Quem não se lembra do então presidente Lula, incomodado com os artigos que o ex-presidente Fernando Henrique Cardoso publicava (e ainda publica) na imprensa, advertindo seu antecessor quanto ao comportamento adequado a um “ex”?
Lula dizia que um ex-presidente deveria sair de cena, calar-se, desvincular-se do jogo político e só se manifestar quando consultado. Deveria, isso sim, cuidar dos netos.
Prometia também que, ao deixar o cargo, poria em prática o que estava dizendo: iria vestir um bermudão, tomar umas pingas com os amigos em São Bernardo e curtir a família.
Bem, esta semana, o ex-presidente Lula, que ainda não deu sinais de que cumprirá tal receituário, reuniu-se com o prefeito de São Paulo, Fernando Haddad, e a cúpula da prefeitura, para estabelecer as diretrizes políticas e administrativas da nova gestão municipal. Nada menos.
O professor Lula foi ensinar seu pupilo Haddad a governar. Não satisfeito, já agendou sua próxima investida no magistério político. Na próxima segunda, sob o patrocínio do Instituto Lula, reunirá ministros de Estado, intelectuais petistas e convidados estrangeiros para uma aula de política externa.
Não se sabe se a presidente Dilma comparecerá. Mas seu governo estará lá. Não importa aqui analisar o conteúdo das aulas de Lula. É claro que ele nunca foi especialista nem em diretrizes administrativas, nem em política externa. Não é um teórico.
Sua especialidade é midiática, ocupação de espaços de visibilidade pública. Nos seus dois mandatos, jamais se passou um dia em que sua imagem não estivesse nos telejornais.
Construiu assim o seu próprio mito, que agora tenta reavivar, diante dos estragos que lhe causaram exposições negativas como a do Mensalão.

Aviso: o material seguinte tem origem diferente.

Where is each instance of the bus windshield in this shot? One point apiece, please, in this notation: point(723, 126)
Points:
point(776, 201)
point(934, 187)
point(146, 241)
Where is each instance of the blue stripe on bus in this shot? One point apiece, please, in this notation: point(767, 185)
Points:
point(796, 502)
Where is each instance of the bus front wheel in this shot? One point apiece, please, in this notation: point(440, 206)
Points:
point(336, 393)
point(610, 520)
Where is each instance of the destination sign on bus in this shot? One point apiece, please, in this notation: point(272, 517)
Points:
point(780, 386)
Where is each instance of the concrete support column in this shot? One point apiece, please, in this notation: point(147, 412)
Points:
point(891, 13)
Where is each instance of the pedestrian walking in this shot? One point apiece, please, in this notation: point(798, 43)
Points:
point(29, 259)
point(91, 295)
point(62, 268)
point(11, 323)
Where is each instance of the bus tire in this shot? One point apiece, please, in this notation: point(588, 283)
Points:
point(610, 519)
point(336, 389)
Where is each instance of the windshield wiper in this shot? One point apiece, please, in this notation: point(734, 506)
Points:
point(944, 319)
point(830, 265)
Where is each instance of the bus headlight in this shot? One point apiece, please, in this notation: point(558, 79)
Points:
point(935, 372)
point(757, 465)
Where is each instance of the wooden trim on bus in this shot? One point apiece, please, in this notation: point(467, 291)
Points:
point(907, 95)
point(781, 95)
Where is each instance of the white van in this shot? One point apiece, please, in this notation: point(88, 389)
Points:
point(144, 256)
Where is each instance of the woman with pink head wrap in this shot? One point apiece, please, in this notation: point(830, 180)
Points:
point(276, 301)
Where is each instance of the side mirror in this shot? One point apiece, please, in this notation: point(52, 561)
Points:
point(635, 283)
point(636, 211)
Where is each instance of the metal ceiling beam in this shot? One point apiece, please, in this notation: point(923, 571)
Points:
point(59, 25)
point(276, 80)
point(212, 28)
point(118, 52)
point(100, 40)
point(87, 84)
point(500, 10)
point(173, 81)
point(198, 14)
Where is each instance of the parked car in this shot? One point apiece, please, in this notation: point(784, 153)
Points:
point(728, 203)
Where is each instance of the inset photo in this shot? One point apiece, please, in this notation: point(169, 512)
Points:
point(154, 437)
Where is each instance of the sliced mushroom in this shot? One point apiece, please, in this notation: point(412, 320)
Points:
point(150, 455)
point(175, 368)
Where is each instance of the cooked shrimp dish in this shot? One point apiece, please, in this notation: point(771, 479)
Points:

Não há dúvida de que põe em cena a tese de que a melhor defesa é o ataque.
Ao tempo em que exerce o papel de professor/consultor de governos, anuncia que retomará viagens por todo o país, como o fez ao tempo das caravanas da cidadania, quando era oposição e construía sua caminhada para o Planalto.
Com isso, pretende inibir ações investigativas do Ministério Público, tendo em vista as denúncias de Marcos Valério, de que teria sido beneficiário do Mensalão.
Revivendo o mito Lula, espera ter a opinião pública a seu lado e repetir o que ocorreu em 2005, quando o procurador-geral da República, Antonio Fernandes de Souza, o excluiu da denúncia do Mensalão, receando a reação popular. Livre do imbróglio, reelegeu-se.
Paralelamente, recoloca, com essa estratégia, o seu nome na órbita sucessória, embora, obviamente, o negue, já que não lhe convém ter a presidente Dilma em rota de confronto.
Mas é óbvio que a exposição pública que pretende torna essa hipótese presente.
A popularidade de Dilma depende da economia, que não dá sinais alentadores, embora seu impacto ainda não seja percebido na sua real dimensão.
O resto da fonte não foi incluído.